A Swedish woman contrasts child-raising styles in the United States and Sweden.
Growing up in Sweden, McGurk, who runs the blog Rain or Shine Mamma, spent much of the day outside, regardless of the weather. So when she moved to a small town in the Midwest and had two children of her own, she expected them to be as enthusiastic about the outdoors as she was. Unfortunately, that was not the case. This led her to wonder whether it was just in America where children have little contact with nature or if the Swedes had also turned their backs on the outdoors. When her father became ill, McGurk took her children to Sweden for six months and spent the time examining the differences in child-rearing styles between the U.S. and Sweden and, more generally, Scandinavia. The author expertly combines personal memories of her childhood and that of her children with scientific data and research to show the significant disparities in the way children interact with nature in each country. In Sweden, infants are left to sleep outside, even in cold weather (bundled up), as the fresh air is good for them.
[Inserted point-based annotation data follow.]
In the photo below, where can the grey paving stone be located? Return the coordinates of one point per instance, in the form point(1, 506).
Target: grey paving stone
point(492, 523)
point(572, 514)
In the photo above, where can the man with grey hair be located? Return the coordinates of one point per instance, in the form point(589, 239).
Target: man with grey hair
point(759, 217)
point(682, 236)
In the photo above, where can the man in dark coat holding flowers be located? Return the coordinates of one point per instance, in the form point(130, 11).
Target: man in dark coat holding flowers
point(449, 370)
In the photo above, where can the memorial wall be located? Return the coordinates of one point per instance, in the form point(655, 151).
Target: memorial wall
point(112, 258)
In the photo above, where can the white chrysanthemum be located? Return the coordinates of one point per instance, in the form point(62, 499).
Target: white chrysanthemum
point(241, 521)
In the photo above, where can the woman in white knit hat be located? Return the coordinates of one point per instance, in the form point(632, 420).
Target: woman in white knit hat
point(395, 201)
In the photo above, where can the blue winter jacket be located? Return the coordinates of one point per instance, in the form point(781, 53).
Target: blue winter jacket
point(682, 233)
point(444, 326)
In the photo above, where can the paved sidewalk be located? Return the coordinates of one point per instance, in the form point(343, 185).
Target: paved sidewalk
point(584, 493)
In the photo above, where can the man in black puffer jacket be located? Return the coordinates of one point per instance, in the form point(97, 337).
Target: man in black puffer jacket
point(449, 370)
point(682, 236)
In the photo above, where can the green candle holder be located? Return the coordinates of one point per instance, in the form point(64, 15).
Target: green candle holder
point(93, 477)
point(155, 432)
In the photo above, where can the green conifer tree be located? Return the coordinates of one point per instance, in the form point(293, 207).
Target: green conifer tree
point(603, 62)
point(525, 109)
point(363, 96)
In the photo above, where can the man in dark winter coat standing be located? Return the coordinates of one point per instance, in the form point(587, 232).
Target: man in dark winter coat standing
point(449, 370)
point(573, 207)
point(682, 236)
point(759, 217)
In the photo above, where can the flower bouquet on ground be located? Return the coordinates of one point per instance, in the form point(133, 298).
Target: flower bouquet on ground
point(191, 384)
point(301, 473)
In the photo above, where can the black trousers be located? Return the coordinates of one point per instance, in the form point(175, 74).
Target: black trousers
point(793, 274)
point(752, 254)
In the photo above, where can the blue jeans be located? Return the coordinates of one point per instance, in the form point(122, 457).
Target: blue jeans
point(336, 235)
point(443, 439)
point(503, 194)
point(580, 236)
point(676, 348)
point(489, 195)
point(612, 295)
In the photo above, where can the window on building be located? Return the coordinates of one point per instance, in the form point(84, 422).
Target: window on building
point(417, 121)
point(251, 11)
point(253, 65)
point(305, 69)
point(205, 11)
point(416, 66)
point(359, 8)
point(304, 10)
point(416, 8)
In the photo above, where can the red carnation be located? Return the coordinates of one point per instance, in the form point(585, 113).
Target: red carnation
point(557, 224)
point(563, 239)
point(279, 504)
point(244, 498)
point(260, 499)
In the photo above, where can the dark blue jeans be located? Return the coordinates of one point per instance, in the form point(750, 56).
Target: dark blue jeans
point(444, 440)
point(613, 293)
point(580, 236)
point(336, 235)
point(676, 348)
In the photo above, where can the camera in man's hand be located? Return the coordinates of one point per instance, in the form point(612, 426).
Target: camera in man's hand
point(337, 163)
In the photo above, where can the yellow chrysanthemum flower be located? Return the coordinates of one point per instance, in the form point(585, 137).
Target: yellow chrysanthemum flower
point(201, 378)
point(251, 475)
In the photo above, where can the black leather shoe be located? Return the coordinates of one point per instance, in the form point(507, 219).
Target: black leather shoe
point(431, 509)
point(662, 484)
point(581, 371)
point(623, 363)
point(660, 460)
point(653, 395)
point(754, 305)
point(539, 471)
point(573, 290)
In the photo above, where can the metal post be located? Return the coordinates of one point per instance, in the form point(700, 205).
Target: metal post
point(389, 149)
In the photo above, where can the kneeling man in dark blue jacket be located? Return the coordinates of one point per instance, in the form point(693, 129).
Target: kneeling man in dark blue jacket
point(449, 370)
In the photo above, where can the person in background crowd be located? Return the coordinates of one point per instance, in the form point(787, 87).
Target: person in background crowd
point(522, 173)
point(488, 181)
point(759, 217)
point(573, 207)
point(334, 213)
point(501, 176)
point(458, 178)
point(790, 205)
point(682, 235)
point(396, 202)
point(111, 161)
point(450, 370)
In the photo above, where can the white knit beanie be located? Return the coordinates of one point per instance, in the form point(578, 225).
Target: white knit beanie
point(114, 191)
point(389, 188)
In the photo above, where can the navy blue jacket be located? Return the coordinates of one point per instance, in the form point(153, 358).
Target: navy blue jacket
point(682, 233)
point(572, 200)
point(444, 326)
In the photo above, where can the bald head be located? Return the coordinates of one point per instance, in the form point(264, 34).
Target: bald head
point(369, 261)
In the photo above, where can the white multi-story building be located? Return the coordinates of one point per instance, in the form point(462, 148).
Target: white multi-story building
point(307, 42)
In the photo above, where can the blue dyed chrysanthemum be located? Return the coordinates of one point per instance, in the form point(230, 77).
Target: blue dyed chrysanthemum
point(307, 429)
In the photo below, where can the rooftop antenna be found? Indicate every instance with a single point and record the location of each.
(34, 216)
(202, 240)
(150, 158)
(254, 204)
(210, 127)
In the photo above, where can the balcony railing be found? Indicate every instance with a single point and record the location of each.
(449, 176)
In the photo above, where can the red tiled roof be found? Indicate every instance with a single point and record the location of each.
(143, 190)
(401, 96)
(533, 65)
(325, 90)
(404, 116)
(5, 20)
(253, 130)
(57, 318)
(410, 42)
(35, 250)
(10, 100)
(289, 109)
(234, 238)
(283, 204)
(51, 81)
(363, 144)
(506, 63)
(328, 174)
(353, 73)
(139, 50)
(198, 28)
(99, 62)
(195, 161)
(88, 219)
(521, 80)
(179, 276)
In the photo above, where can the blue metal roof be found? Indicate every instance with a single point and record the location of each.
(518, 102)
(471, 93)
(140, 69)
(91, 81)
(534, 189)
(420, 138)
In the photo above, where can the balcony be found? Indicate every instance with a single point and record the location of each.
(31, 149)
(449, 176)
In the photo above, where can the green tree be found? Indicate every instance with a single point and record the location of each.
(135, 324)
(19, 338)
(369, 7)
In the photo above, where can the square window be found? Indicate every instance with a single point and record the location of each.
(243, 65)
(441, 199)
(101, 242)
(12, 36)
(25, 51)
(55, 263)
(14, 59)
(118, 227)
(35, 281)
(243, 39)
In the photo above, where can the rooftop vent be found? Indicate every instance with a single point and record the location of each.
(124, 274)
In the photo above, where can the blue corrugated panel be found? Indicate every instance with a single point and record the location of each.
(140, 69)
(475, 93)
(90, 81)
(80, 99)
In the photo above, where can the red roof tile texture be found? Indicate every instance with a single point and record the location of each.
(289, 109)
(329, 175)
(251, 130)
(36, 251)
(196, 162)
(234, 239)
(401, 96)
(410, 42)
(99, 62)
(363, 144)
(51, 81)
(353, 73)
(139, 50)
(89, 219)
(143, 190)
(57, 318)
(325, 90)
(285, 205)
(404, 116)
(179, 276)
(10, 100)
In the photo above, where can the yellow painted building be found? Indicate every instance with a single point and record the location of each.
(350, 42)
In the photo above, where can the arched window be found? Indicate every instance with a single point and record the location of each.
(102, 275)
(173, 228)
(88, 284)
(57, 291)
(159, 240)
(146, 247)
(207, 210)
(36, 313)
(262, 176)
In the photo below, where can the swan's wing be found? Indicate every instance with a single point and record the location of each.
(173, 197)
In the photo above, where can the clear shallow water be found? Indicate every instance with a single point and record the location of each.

Preschoolers and school-age children have multiple recesses per day and are encouraged to engage in sledding, skiing, ice skating, and other activities, many of which are deemed too dangerous in the U.S. Scandinavian children often attend nature schools where they learn to use knives and axes, build fires, identify edible plants, and develop an awareness of their natural surroundings; this fosters a deep desire to protect and preserve these areas. The author effectively shows the many ways American parents can learn from their Scandinavian counterparts, and she provides numerous tips and techniques to help parents incorporate these ideas into their daily lives. The glossary of Scandinavian terms, from hygge to solfattig (“sun poor”), is also helpful.
A fascinating exploration of the importance of the outdoors to childhood development.